We all know about search engine spam. Wikipedia defines it using the coined term “spamdexing” as,
“the practice of deliberately and dishonestly modifying HTML pages to increase the chance of them being placed close to the beginning of search engine results, or to influence the category to which the page is assigned in a dishonest manner. Many designers of web pages try to get a good ranking in search engines and design their pages accordingly. Spamdexing refers exclusively to practices that are dishonest and mislead search and indexing programs to give a page a ranking it does not deserve.”

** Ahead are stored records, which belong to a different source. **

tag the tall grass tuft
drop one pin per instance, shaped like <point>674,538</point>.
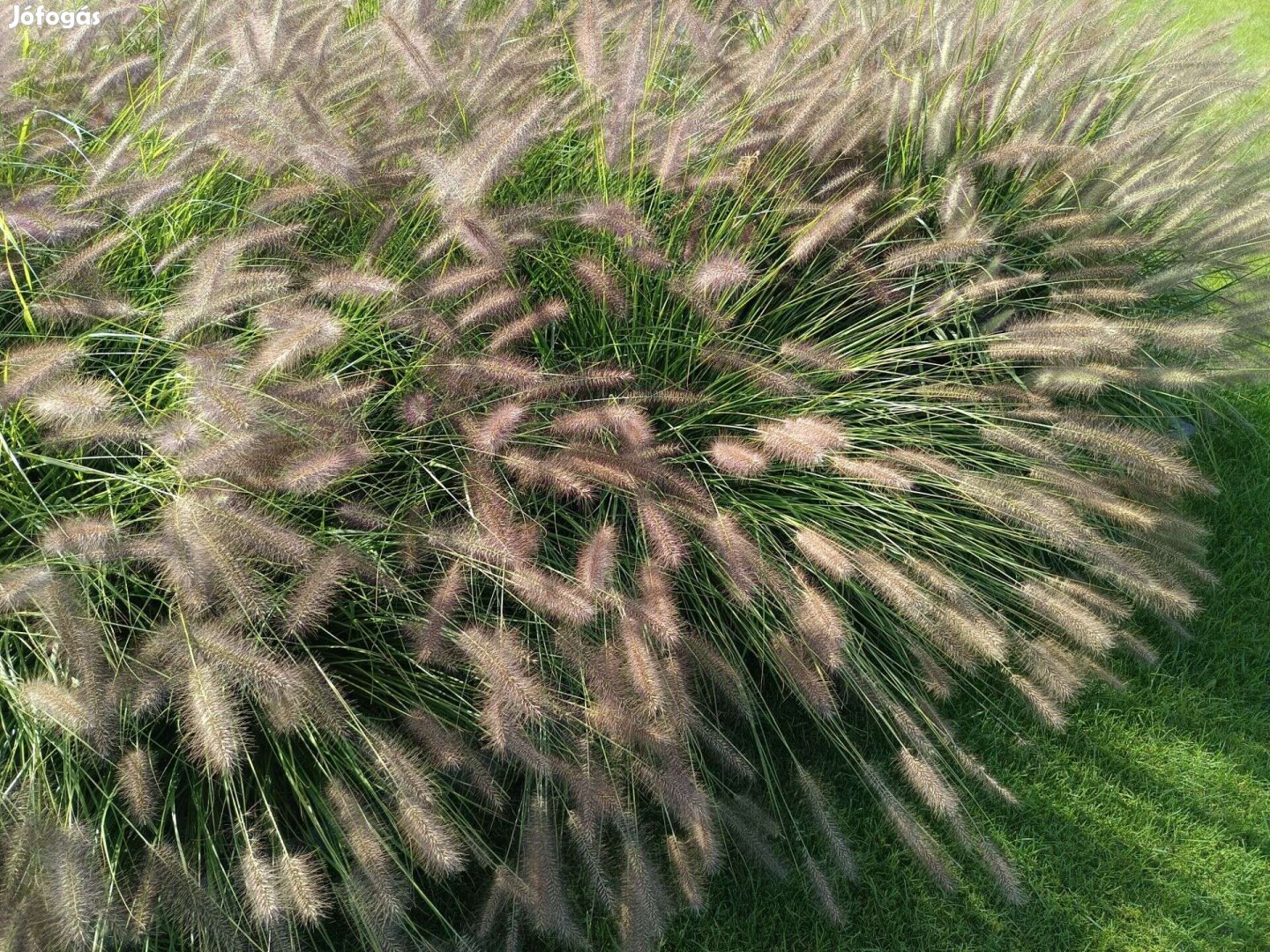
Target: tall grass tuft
<point>456,455</point>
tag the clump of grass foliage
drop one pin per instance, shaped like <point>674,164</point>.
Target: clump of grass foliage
<point>456,455</point>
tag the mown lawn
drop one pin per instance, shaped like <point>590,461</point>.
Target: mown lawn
<point>1146,827</point>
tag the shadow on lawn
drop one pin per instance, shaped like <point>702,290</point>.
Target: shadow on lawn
<point>1145,827</point>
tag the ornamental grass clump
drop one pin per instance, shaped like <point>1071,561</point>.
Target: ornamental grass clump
<point>456,455</point>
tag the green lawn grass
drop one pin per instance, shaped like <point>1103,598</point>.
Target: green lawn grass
<point>1146,827</point>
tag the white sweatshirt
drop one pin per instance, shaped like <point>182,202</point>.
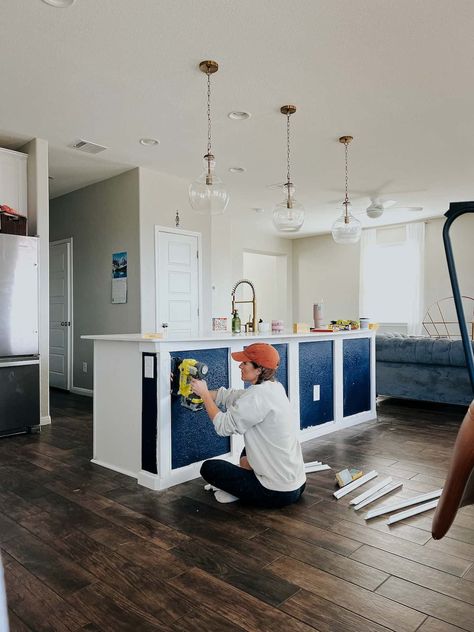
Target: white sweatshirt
<point>263,414</point>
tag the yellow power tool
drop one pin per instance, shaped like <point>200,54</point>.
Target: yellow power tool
<point>189,368</point>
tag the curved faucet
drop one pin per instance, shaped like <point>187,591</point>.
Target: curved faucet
<point>253,301</point>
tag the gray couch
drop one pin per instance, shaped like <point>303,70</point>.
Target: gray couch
<point>428,369</point>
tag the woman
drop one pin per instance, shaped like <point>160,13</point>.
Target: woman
<point>271,472</point>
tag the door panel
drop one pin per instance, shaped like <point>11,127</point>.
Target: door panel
<point>177,280</point>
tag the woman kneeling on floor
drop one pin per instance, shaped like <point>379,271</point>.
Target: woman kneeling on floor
<point>271,472</point>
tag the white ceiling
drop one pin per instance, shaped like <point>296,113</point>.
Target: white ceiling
<point>395,74</point>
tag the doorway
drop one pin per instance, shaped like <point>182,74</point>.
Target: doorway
<point>178,280</point>
<point>60,313</point>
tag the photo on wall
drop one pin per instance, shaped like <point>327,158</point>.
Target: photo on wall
<point>119,265</point>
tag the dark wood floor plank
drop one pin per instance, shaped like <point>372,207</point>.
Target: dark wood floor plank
<point>363,602</point>
<point>38,606</point>
<point>434,557</point>
<point>204,620</point>
<point>431,603</point>
<point>42,561</point>
<point>232,604</point>
<point>111,611</point>
<point>435,625</point>
<point>323,559</point>
<point>326,616</point>
<point>416,573</point>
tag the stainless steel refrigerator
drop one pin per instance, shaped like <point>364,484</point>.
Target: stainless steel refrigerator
<point>19,359</point>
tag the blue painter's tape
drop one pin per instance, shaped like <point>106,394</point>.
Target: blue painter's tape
<point>193,437</point>
<point>316,368</point>
<point>356,368</point>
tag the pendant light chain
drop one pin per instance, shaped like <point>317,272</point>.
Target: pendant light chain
<point>209,150</point>
<point>346,199</point>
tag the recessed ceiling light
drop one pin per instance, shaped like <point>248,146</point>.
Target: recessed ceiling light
<point>239,116</point>
<point>60,4</point>
<point>149,142</point>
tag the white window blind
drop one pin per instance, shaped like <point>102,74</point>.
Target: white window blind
<point>391,275</point>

To combat the numerous techniques used to spam search sties (like keyword stuffing, invisible text, cloaking, etc.), the engines have deployed a variety of algorithms to determine ranking relevancy. (In a post earlier this month I talked about the fine line between search engine spam and content, arguing that different parties would disagree as to what is spam and what is actual content). Thus far, the major search engines have done a fairly (but not perfectly) good job at combating this problem, but it’s obviously a continuous battle.
Now enters the world of RSS and the Incremental Web. No longer is the position of a search result a function of its relevancy, but it is also a function of its timeliness. Consequently, search engine spammers have a new trick to play with.
For example, I’ve noticed as soon as I ping Technorati with a new blog post, a search for many of the keywords in that entry places my blog in the first result. As the day progresses, the blog entry moves down the list of results. I believe that spammers will begin to realize this “opportunity” to instantly have their pages placed at the top of the list results and exploit it.
Eventually the Feedsters and Technoratis of the world will determine algorithmic techniques to combat this problem, but I predict that there could be a bumpy transition period as spammers realize the power that’s here.